Źródło: "Rzeczpospolita"/korwin-mikke.pl
Wywołało to wielkie oburzenie wśród środowiska LGBT, a dwie osoby, które poczuły się dotknięte satyrą rysownika "Rzeczpospolitej" postanowiły złożyć przeciwko dziennikowi pozew o naruszenie dóbr osobistych, żądając publikacji przeprosin i wpłaty 10 tys. zł na cel społeczny. Ich pozew wspierały organizacje społeczne: Kampania Przeciw Homofobii i Stowarzyszenie Lambda.
Argumentując pozew pełnomocnik powodów mec. Jacek Świeca twierdził, iż rysunek jest wulgarny i porównuje intymną relację dwóch osób do zoofilii, a to ośmiesza ich seksualność, co bez wątpienia odziera te osoby z ich godności.

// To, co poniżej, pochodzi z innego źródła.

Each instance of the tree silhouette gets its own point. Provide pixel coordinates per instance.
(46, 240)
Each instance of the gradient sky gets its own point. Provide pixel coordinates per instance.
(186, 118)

Choć wiele osób uznałoby, iż to logicznie uzasadnienie, sąd jednak nie zgodził się z tym stanowiskiem. Wyżej ceniąc konstytucyjne prawo do wolności wyrażania opinii, podkreślając, że wolność słowa i prasy jest jedną z podstawowych jej emanacji. W opinii sądu godność powodów mogłaby zostać pogwałcona dopiero wówczas, gdy to oni zostaliby konkretnie wskazani. Dopóki Krauze nie użył ich nazwiska, czy wizerunku, według sądu, może wyśmiewać ich do woli.
Ciekawe, czy równie jednoznaczna byłaby dla sądu sprawa, w której tak ciętą satyrą zostałaby dotknięta znaczna grupa, jaką stanowią sędziowie?
Wyrok nie jest prawomocny. Decyzję o apelacji strona skarżąca ma podjąć po konsultacjach z pełnomocnikiem.
"Rysunek jest wulgarny w swojej wymowie poprzez porównanie intymnej relacji dwóch osób do zaburzenia preferencji seksualnych, jakim jest zoofilia [...] "Parodia bliskości dwóch dorosłych osób pozostających w intymnej relacji, ośmieszenie ich seksualności, która należy do szczególnie chronionej sfery życia intymnego, bez wątpienia odziera te osoby z ich godności".
Andrzej Sterkowicz
sędzia Sądu Okręgowego w Warszawie uzasadniając wyrok
- Uznanie danej wypowiedzi za oburzającą i nieakceptowalną nawet przez znaczną grupę społeczną nie wystarcza do zastosowania sankcji w postaci normy chroniącej dobra osobiste jednostki. [...] Powodowie musieliby wykazać, że stali się ofiarą tych konkretnych publikacji.